TACTFUL: A Framework for Targeted Active Learning for Document Analysis

Venkatapathy Subramanian, Sagar Poudel, Parag Chaudhuri, Ganesh Ramakrishnan

Published: 2023, Last Modified: 07 Mar 2025ICDAR (5) 2023EveryoneRevisionsBibTeXCC BY-SA 4.0

Abstract: Document Layout Parsing is an important step in an OCR pipeline, and several research attempts toward supervised, and semi-supervised deep learning methods are proposed for accurately identifying the complex structure of a document. These deep models require a large amount of data to get promising results. Creating such data requires considerable effort and annotation costs. To minimize both cost and effort, Active learning (AL) approaches are proposed. We propose a framework TACTFUL for Targeted Active Learning for Document Layout Analysis.
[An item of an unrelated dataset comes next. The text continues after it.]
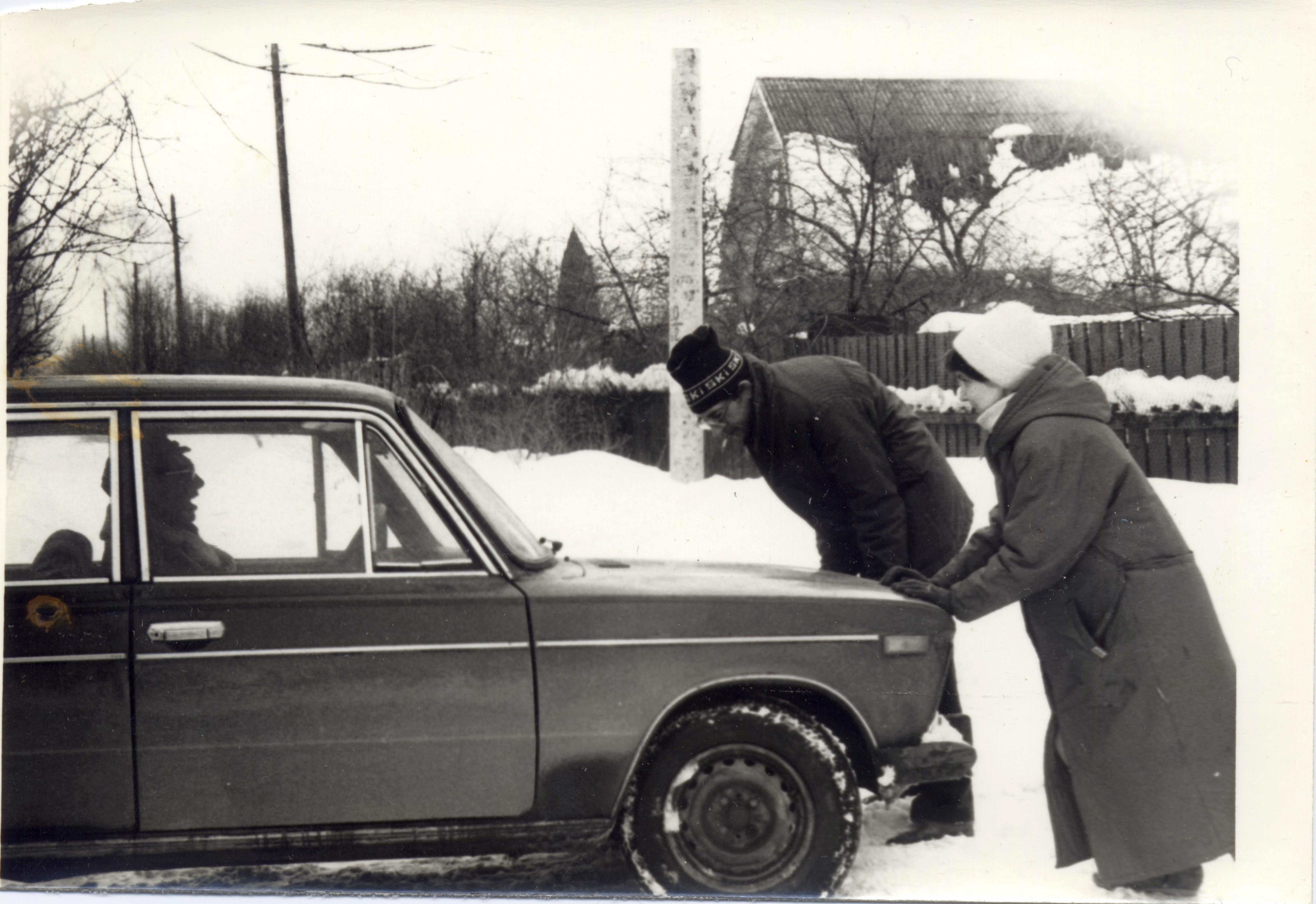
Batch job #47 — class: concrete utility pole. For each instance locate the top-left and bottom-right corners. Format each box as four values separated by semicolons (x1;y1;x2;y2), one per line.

Our contributions include (i) a framework that makes effective use of the AL paradigm and Submodular Mutual Information (SMI) functions to tackle object-level class imbalance, given a very small set of labeled data. (ii) an approach that decouples object detection from feature selection for subset selection that improves the targeted selection by a considerable margin against the current state-of-the-art and is computationally effective. (iii) A new dataset for legacy Sanskrit books on which we demonstrate the effectiveness of our approach, in addition to reporting improvements over state-of-the-art approaches on other benchmark datasets.